Bit Rate, Symbol Rate and Baud Rate

In digital communication the transmission of signal is discrete in time i.e. it occurs in discrete intervals of time. One such interval is called ‘Symbol time or duration’. The signal transmitted during one symbol time is called a symbol or a signaling element. The rate at which the signaling elements or symbols are transmitted i.e. the number of symbols per second is called the symbol rate, signaling rate or baud rate. It is measured in baud. Symbol time is of course the reciprocal of baud rate.

Bit rate or data rate is the number of bits transmitted per second. If each symbol or signaling element contains information of a single bit, then we say it is binary communication. In such case, symbol rate and bit rate are equal. But a symbol or a signaling element may carry information of more than one bit. Such communication is termed as M-ary communication. In general bit rate R_b is related to symbol rate R_s by the following relationship:

R_b = k R_s

Where k represents the number of bits transmitted per symbol. k=log₂M, where M is called the modulation level of the scheme.

Example: Consider the example of FSK which will be discussed in more detail later. For this example, assume that each two bits are mapped to one frequency. Hence, k=2 and M=4. That is why we call it 4-ary FSK. Suppose 100 symbols are transmitted per second using this scheme. Then R_s=100 baud, while R_b= 200 bps.

Bandwidth requirement of a digitally modulated signal is not directly related to its data rate; it is in fact related to symbol rate, as follows:

 Bt=R_s(1+r)/2

where r is the roll-off factor. Hence, the bandwidth depends upon the pulse shape, pulse roll-off factor and the symbol rate. For r=1, B_T=R_s. Hence, a digital signal transmitting at 100 baud will occupy a spectral band of 100 Hz.
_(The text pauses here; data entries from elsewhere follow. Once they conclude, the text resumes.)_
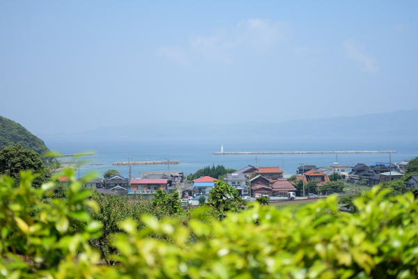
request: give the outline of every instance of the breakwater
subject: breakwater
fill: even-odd
[[[116,162],[111,164],[112,165],[168,165],[168,161],[142,161],[142,162]],[[170,165],[178,165],[179,161],[176,160],[170,160]]]
[[[361,154],[378,153],[398,153],[394,150],[379,151],[273,151],[273,152],[215,152],[213,155],[253,155],[253,154]]]

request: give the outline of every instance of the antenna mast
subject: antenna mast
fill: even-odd
[[[170,172],[170,157],[167,157],[167,164],[169,165],[169,175],[171,175],[171,172]]]
[[[129,183],[130,183],[130,180],[132,179],[132,165],[130,163],[130,157],[127,157],[127,165],[129,168]]]

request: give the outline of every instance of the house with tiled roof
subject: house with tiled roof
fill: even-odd
[[[79,179],[82,182],[82,179]],[[84,189],[97,189],[102,187],[103,180],[98,177],[94,178],[88,182],[82,182],[82,187]]]
[[[283,171],[279,167],[258,167],[258,170],[254,172],[258,174],[261,174],[263,176],[269,179],[277,179],[283,178]]]
[[[249,180],[252,195],[255,194],[267,195],[270,197],[273,196],[273,189],[270,186],[270,179],[258,174],[256,177]]]
[[[215,181],[217,180],[217,179],[207,176],[194,179],[193,181],[193,188],[196,197],[199,198],[200,196],[204,196],[206,200],[208,200],[209,191],[215,187]]]
[[[412,174],[410,179],[406,181],[405,188],[407,189],[418,188],[418,174]]]
[[[281,196],[288,192],[296,192],[295,186],[286,179],[279,179],[271,186],[273,196]]]
[[[155,194],[158,190],[165,191],[169,185],[168,179],[132,179],[130,194]]]
[[[249,187],[247,186],[245,181],[247,177],[243,173],[240,174],[226,174],[224,181],[229,184],[230,186],[235,188],[240,196],[247,196],[249,195]]]

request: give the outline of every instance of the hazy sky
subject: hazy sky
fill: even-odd
[[[418,1],[0,2],[0,115],[34,133],[417,108]]]

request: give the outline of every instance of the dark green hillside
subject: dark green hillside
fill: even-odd
[[[16,144],[40,155],[49,151],[42,140],[32,135],[22,125],[0,116],[0,151]]]

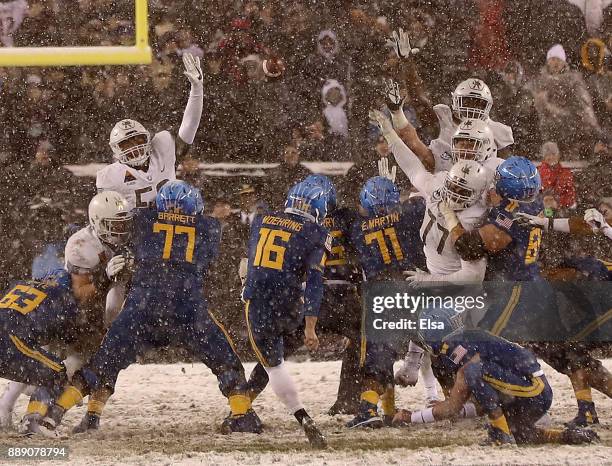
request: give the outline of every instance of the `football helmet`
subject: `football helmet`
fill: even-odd
[[[144,142],[126,147],[126,141],[138,136]],[[111,131],[108,144],[115,160],[130,167],[140,167],[151,157],[151,134],[136,120],[125,119],[118,122]]]
[[[495,171],[495,191],[505,199],[533,202],[541,188],[538,169],[525,157],[513,155]]]
[[[322,223],[327,215],[327,191],[319,185],[301,181],[287,193],[285,212]]]
[[[200,190],[181,180],[168,181],[155,198],[159,212],[180,212],[185,215],[197,215],[204,210],[204,201]]]
[[[497,156],[497,144],[489,125],[473,118],[463,120],[451,139],[451,160],[476,160],[483,163]]]
[[[493,106],[491,90],[483,81],[476,78],[459,83],[453,97],[453,113],[458,118],[478,118],[486,120]]]
[[[89,224],[96,236],[111,246],[124,244],[130,236],[132,213],[118,192],[103,191],[89,202]]]
[[[446,174],[441,197],[452,210],[478,202],[489,185],[488,170],[474,160],[460,160]]]
[[[359,200],[369,215],[386,215],[399,204],[400,192],[389,178],[374,176],[363,185]]]

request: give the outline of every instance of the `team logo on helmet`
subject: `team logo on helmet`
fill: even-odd
[[[121,129],[125,130],[134,128],[134,122],[131,120],[121,120],[119,125],[121,125]]]
[[[478,79],[470,81],[470,89],[473,89],[475,91],[482,91],[482,81],[479,81]]]

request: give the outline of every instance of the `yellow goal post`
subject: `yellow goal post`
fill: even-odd
[[[147,0],[135,0],[133,46],[0,47],[0,67],[147,65],[151,63]]]

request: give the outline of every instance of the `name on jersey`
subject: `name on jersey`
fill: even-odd
[[[283,228],[287,228],[292,231],[302,231],[302,224],[291,220],[290,218],[275,217],[274,215],[266,215],[263,219],[263,223],[266,225],[275,225]]]
[[[399,222],[400,214],[394,212],[384,217],[371,218],[361,222],[361,231],[372,230]]]
[[[166,220],[168,222],[178,222],[186,224],[195,223],[195,217],[193,217],[192,215],[178,214],[174,212],[158,212],[157,219]]]

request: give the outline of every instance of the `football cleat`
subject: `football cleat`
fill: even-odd
[[[221,424],[221,433],[229,435],[232,432],[248,432],[251,434],[261,434],[263,423],[255,411],[249,409],[246,414],[238,416],[230,414]]]
[[[100,416],[96,413],[85,413],[81,422],[72,429],[73,434],[82,434],[100,428]]]
[[[492,425],[488,425],[487,429],[488,438],[482,445],[516,445],[514,437],[503,430],[493,427]]]
[[[599,440],[597,432],[591,429],[579,427],[567,427],[561,434],[561,441],[565,445],[580,445],[582,443],[593,443]]]
[[[346,423],[349,429],[357,427],[369,427],[370,429],[380,429],[383,426],[383,420],[378,415],[378,407],[375,404],[361,400],[359,404],[359,412],[351,421]]]
[[[25,437],[42,436],[47,438],[57,438],[55,424],[43,419],[38,413],[26,414],[19,425],[19,433]]]
[[[419,369],[423,361],[423,352],[409,351],[404,364],[395,374],[395,384],[401,387],[414,387],[419,380]]]
[[[321,433],[312,418],[305,417],[302,420],[302,428],[308,438],[308,442],[313,448],[327,448],[327,440],[325,440],[325,436]]]
[[[336,416],[338,414],[351,414],[355,415],[359,411],[359,403],[353,402],[340,402],[337,401],[329,408],[327,414],[329,416]]]
[[[567,427],[586,427],[588,425],[599,424],[599,417],[595,411],[595,403],[581,401],[578,406],[578,414],[574,419],[567,422]]]

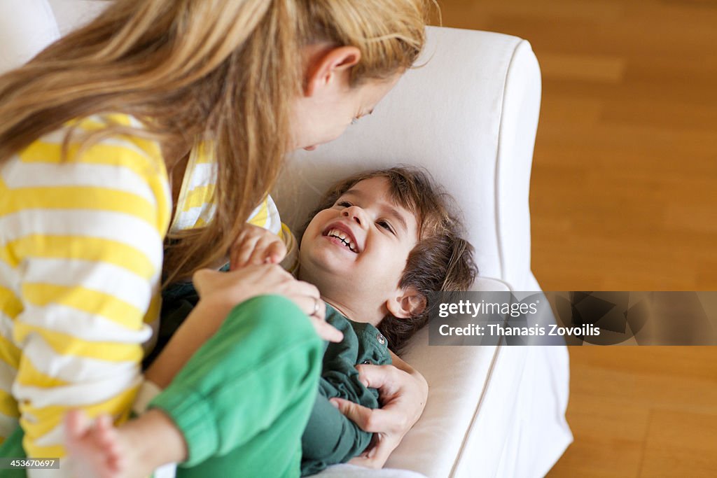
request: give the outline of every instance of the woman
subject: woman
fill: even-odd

We conclude that that by increasing k we can increase R_b for a given B_T and R_S. Therefore, the factor k is a measure of the spectral efficiency of a modulation scheme; a higher k means that within a given R_S, and hence a given B_T, more data can be transmitted. For instance, if 1KHz is available for transmission, then a binary scheme will be able to transmit 1Kbps while a 4-ary scheme will transmit 2kbps and a 16-ary scheme will transmit 4kbps. Note that each of these modulation schemes has the same symbol rate.